Established in 2017 in southern Switzerland, Energy Vault is another leader in developing gravity batteries. When green power supply exceeds demand, the excess energy is used to lift a pair of 30-tonne blocks upwards to the top of a steel and concrete structure standing more than 20-storeys tall. When demand exceeds supply, they are dropped down, generating enough electricity for thousands of homes.
Gravity batteries can also work on a small scale for use in places such as a remote village or a shed. It works on a simple principle. Attach to the light bulb hanging from a wall or ceiling a bag filled with rocks, sand, or any heavy object, and then winch it up to the top. As the bag gradually drops to the ground, it will drive a generator through a gearbox converting the motion to electricity that will light up the bulb for about 20 minutes, without using any fossil fuel.
Another gravity-based energy storage technique is called Pumped Storage Hydropower (PSH). It uses the force of gravity to produce electricity by funnelling water uphill using surplus solar, wind or other green power, and then, when needed, forces it down to drive the electricity-generating turbine in a power station. Unlike conventional hydropower plants, PSH recycles the water. First used in the US in 1930, PSHs have a long life with minimal maintenance requirement and little ecological repercussions. PSH facilities can be found in many countries now.

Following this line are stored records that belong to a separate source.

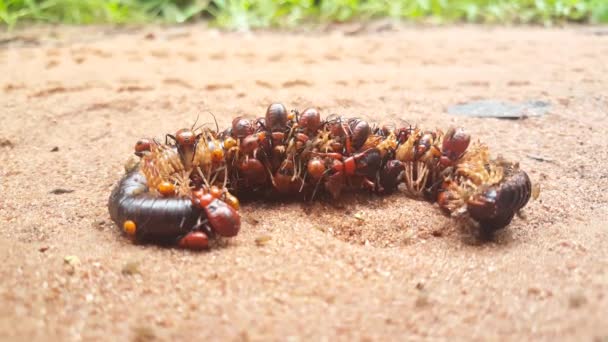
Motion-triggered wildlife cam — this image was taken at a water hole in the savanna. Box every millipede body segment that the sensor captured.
[109,103,531,249]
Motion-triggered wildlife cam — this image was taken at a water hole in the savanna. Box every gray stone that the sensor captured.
[448,100,551,119]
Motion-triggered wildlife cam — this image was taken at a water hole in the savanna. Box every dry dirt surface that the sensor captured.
[0,26,608,341]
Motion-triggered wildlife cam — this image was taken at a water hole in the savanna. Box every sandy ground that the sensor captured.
[0,26,608,341]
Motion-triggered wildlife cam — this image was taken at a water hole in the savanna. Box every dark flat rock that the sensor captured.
[448,100,551,119]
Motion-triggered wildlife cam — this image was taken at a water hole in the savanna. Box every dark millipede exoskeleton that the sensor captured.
[109,103,531,249]
[467,170,532,232]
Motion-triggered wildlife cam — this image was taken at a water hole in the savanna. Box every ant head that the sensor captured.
[175,128,197,147]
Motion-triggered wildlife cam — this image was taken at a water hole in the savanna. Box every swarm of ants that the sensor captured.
[109,103,532,250]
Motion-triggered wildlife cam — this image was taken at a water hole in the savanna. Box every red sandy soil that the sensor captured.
[0,26,608,341]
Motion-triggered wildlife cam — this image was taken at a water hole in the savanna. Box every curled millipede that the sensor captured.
[109,103,532,249]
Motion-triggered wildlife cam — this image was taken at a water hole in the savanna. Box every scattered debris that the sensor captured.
[0,138,15,148]
[133,326,156,342]
[63,255,80,266]
[568,292,587,309]
[448,100,551,119]
[63,255,80,275]
[532,183,540,201]
[255,235,272,246]
[526,154,554,163]
[245,216,260,226]
[49,188,74,195]
[354,211,365,222]
[120,261,141,275]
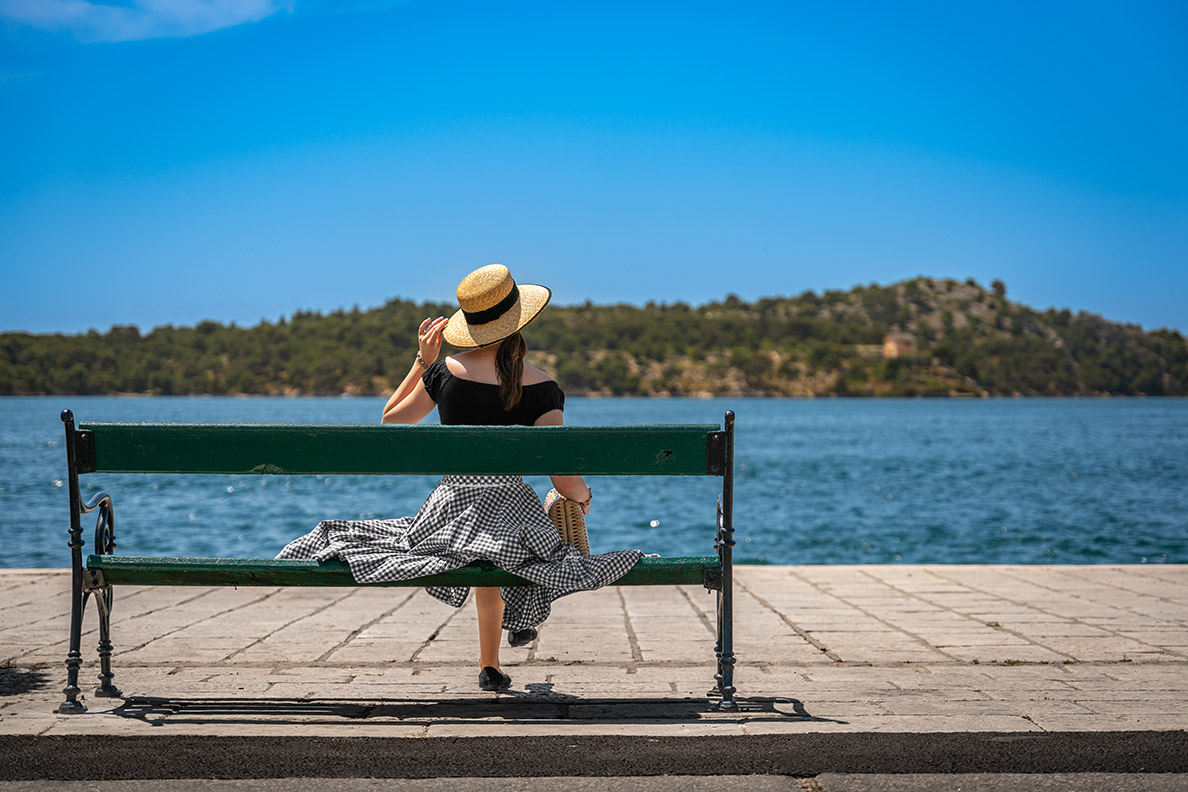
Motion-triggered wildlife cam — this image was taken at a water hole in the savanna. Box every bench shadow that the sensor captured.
[108,684,845,727]
[0,667,55,696]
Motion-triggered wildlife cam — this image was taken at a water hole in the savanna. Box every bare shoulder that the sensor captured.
[520,363,552,385]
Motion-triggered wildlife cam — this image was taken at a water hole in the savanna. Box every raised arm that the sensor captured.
[380,316,448,424]
[535,410,590,514]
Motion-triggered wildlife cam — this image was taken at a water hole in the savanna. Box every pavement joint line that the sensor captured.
[614,585,644,673]
[936,570,1184,663]
[223,589,362,661]
[1056,566,1188,604]
[862,569,1076,661]
[792,569,961,660]
[407,596,470,674]
[9,650,1188,674]
[1007,570,1188,659]
[676,585,718,638]
[734,579,842,663]
[112,589,282,663]
[315,589,419,663]
[5,579,257,665]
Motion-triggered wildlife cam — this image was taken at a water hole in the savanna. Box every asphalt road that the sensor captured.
[0,730,1188,781]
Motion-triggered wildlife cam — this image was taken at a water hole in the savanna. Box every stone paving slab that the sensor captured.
[0,565,1188,736]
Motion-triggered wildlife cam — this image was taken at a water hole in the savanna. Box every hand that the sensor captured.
[417,316,449,366]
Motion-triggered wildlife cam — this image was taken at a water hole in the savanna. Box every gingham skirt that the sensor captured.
[277,476,642,629]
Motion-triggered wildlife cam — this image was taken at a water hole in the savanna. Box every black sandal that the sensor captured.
[507,627,536,646]
[479,665,512,690]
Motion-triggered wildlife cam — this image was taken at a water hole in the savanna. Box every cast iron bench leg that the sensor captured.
[93,585,124,698]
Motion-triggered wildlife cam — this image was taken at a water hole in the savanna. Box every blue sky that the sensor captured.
[0,0,1188,332]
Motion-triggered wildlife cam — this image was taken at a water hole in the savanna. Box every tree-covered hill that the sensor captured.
[0,278,1188,395]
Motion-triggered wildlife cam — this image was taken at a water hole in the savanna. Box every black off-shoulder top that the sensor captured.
[421,357,565,426]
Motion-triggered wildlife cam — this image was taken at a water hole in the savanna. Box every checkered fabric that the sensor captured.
[277,476,642,629]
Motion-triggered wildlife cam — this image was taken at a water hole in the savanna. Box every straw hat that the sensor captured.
[442,264,552,349]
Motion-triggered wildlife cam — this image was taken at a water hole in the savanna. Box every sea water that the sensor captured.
[0,397,1188,568]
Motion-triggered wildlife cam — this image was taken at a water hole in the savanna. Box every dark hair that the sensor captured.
[495,332,527,410]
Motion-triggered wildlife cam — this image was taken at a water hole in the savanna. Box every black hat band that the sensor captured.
[462,280,519,324]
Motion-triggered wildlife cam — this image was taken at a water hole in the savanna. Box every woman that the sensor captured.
[278,265,640,690]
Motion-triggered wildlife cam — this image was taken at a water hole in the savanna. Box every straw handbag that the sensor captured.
[544,489,590,556]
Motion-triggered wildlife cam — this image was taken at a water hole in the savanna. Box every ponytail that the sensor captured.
[495,332,527,410]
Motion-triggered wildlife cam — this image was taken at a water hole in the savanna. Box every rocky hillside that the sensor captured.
[0,278,1188,397]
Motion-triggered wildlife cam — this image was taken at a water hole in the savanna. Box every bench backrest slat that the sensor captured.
[77,424,721,476]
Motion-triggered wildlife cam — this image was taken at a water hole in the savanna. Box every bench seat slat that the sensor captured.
[80,423,719,476]
[87,556,721,587]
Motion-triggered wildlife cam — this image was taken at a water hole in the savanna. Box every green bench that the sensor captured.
[57,410,738,714]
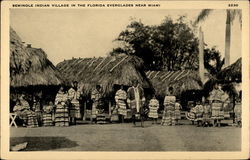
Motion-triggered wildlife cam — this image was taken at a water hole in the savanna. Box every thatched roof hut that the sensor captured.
[146,70,202,97]
[56,54,151,97]
[10,27,62,88]
[217,58,242,83]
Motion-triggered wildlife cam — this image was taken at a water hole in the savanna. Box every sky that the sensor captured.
[10,9,241,65]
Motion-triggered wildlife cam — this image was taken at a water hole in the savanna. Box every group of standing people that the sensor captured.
[11,80,241,127]
[13,81,81,127]
[115,80,181,127]
[186,83,241,127]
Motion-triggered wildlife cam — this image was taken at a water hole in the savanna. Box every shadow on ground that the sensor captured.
[10,137,78,151]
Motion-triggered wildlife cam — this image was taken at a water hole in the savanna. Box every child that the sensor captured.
[43,101,53,126]
[148,95,159,124]
[202,101,211,127]
[186,103,196,125]
[174,100,181,125]
[234,98,241,127]
[195,100,204,127]
[33,100,42,126]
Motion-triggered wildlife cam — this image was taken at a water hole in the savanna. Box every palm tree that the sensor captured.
[194,9,242,67]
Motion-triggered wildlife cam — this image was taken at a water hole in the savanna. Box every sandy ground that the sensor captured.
[10,121,241,151]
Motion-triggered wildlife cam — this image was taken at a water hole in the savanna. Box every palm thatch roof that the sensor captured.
[146,70,202,97]
[217,58,242,82]
[10,27,62,88]
[56,54,151,96]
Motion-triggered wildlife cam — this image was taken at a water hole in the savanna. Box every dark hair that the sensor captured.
[95,84,101,88]
[168,87,174,91]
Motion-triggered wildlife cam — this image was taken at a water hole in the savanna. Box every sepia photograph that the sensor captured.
[1,2,249,159]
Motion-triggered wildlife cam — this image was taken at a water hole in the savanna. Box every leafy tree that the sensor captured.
[204,47,225,77]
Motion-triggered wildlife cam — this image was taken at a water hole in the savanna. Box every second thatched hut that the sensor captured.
[10,27,63,110]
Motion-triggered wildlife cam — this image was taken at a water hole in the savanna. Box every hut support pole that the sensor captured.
[82,101,87,121]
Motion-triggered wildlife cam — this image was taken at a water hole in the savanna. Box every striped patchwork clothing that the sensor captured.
[55,92,69,126]
[211,102,224,119]
[27,110,38,128]
[43,106,53,126]
[209,89,228,120]
[161,96,176,126]
[115,89,127,116]
[148,98,159,118]
[194,104,204,121]
[234,102,241,122]
[91,89,102,118]
[68,88,81,118]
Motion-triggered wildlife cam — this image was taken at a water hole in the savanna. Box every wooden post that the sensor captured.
[83,101,87,121]
[109,101,111,116]
[199,27,205,83]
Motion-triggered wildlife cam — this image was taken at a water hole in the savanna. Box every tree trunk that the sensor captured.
[199,28,205,83]
[225,10,231,67]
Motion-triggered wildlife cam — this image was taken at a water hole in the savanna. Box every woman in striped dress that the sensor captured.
[115,86,127,123]
[234,98,241,127]
[55,87,69,126]
[148,95,159,124]
[174,100,181,125]
[43,102,53,126]
[161,87,176,126]
[13,95,38,128]
[209,83,225,127]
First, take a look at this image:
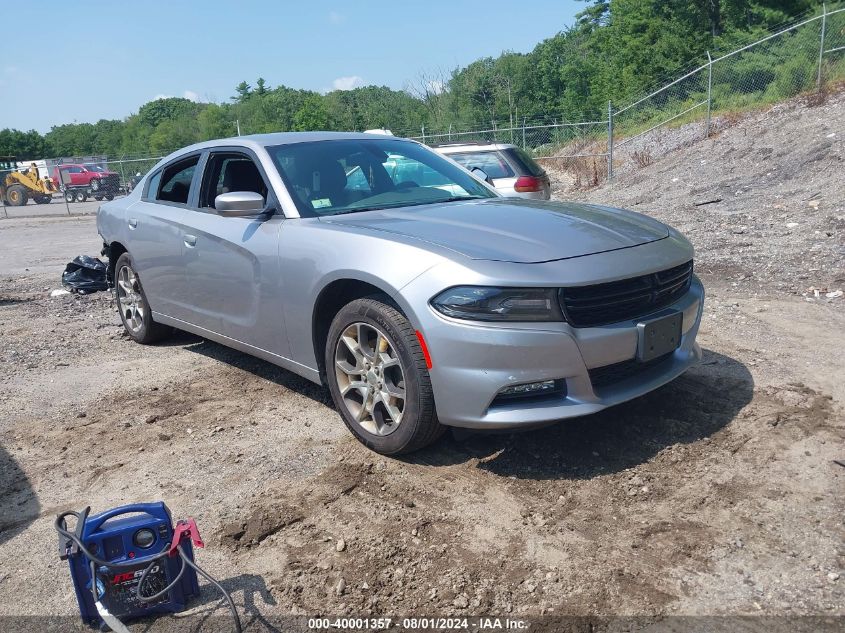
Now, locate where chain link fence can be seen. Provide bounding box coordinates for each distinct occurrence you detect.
[0,7,845,216]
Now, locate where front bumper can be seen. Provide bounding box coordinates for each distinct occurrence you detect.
[418,276,704,429]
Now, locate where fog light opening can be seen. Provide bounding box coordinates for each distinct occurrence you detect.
[493,380,566,404]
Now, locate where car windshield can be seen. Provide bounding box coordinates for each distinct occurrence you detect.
[267,139,496,217]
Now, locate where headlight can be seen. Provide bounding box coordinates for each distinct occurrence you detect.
[431,286,564,321]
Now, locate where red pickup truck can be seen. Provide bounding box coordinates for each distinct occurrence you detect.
[53,164,120,202]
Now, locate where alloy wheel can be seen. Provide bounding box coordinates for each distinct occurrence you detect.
[335,322,405,435]
[117,266,147,333]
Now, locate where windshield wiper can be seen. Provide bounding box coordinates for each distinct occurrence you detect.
[323,196,492,216]
[426,196,487,204]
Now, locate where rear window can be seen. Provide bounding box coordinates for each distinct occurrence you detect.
[448,152,514,180]
[507,147,546,176]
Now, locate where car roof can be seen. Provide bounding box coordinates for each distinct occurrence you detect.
[431,143,516,154]
[166,132,412,156]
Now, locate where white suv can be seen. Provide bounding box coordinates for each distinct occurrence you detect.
[432,143,551,200]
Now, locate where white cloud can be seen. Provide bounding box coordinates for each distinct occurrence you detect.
[332,75,364,90]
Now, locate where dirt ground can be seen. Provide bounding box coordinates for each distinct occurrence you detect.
[0,90,845,631]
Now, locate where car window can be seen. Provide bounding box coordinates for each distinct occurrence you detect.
[155,155,199,204]
[200,152,267,209]
[268,137,496,217]
[144,171,161,199]
[506,147,546,176]
[449,151,514,180]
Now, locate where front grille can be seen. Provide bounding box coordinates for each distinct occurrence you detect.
[588,352,674,389]
[560,260,692,327]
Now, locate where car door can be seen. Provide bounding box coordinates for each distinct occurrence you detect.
[126,152,201,319]
[182,148,288,356]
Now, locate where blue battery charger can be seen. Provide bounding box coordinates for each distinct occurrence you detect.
[59,501,201,625]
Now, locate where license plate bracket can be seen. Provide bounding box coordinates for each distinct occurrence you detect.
[637,312,684,363]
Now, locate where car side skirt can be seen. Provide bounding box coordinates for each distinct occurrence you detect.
[152,312,322,385]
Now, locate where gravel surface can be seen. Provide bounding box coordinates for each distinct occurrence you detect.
[0,91,845,631]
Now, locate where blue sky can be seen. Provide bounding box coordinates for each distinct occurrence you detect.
[0,0,587,132]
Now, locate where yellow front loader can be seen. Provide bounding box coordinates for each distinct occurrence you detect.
[0,156,56,207]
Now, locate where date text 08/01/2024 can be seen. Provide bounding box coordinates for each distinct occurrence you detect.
[308,617,528,631]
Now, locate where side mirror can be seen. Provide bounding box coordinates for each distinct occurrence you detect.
[214,191,264,218]
[470,167,493,185]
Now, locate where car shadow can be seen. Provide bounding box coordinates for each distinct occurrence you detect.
[180,331,334,409]
[405,350,754,479]
[0,446,41,545]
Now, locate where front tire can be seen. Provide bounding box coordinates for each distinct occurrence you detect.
[325,296,445,455]
[114,253,173,345]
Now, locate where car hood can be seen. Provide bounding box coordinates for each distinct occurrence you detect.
[321,198,669,264]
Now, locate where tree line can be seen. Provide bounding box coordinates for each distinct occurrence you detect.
[0,0,821,160]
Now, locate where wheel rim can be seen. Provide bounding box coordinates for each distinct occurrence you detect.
[117,266,147,332]
[335,323,405,436]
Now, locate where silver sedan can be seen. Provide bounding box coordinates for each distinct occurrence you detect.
[97,132,704,454]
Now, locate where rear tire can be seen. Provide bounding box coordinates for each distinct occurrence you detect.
[6,185,29,207]
[114,253,173,345]
[325,295,446,455]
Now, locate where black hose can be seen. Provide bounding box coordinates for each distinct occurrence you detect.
[54,510,241,633]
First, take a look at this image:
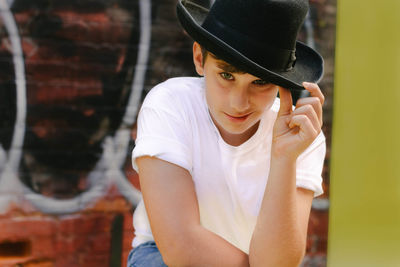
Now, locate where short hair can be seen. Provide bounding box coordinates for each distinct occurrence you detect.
[200,45,246,73]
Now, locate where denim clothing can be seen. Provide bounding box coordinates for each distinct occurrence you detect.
[127,241,167,267]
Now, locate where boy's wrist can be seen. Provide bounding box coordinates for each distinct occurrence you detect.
[271,145,298,164]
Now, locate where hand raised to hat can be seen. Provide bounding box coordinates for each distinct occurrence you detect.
[272,82,324,159]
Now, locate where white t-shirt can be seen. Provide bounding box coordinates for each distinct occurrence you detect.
[132,77,326,253]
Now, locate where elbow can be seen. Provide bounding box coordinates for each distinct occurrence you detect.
[160,239,192,267]
[249,242,306,267]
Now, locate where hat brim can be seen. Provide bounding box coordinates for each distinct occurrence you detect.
[177,0,324,90]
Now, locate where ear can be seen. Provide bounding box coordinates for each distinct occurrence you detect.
[193,42,204,76]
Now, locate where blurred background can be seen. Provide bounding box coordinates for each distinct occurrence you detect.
[0,0,337,267]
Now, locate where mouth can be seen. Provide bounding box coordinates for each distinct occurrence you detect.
[224,113,251,122]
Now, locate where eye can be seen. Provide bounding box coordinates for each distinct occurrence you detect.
[253,79,270,85]
[219,72,233,80]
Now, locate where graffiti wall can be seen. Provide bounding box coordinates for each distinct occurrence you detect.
[0,0,336,266]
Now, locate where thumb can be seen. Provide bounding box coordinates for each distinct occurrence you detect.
[278,86,293,116]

The world needs bold and innovative climate solutions right now, particularly for storing green energy for later use. On this front, there may not be any silver bullets. But gravity batteries – with their harnessing of a truly infinite, omnipresent gravitational force – certainly have a role to play. The big question is: how soon will gravity batteries come to fruition?
Dr Quamrul Haider is a professor of physics at Fordham University in New York, US.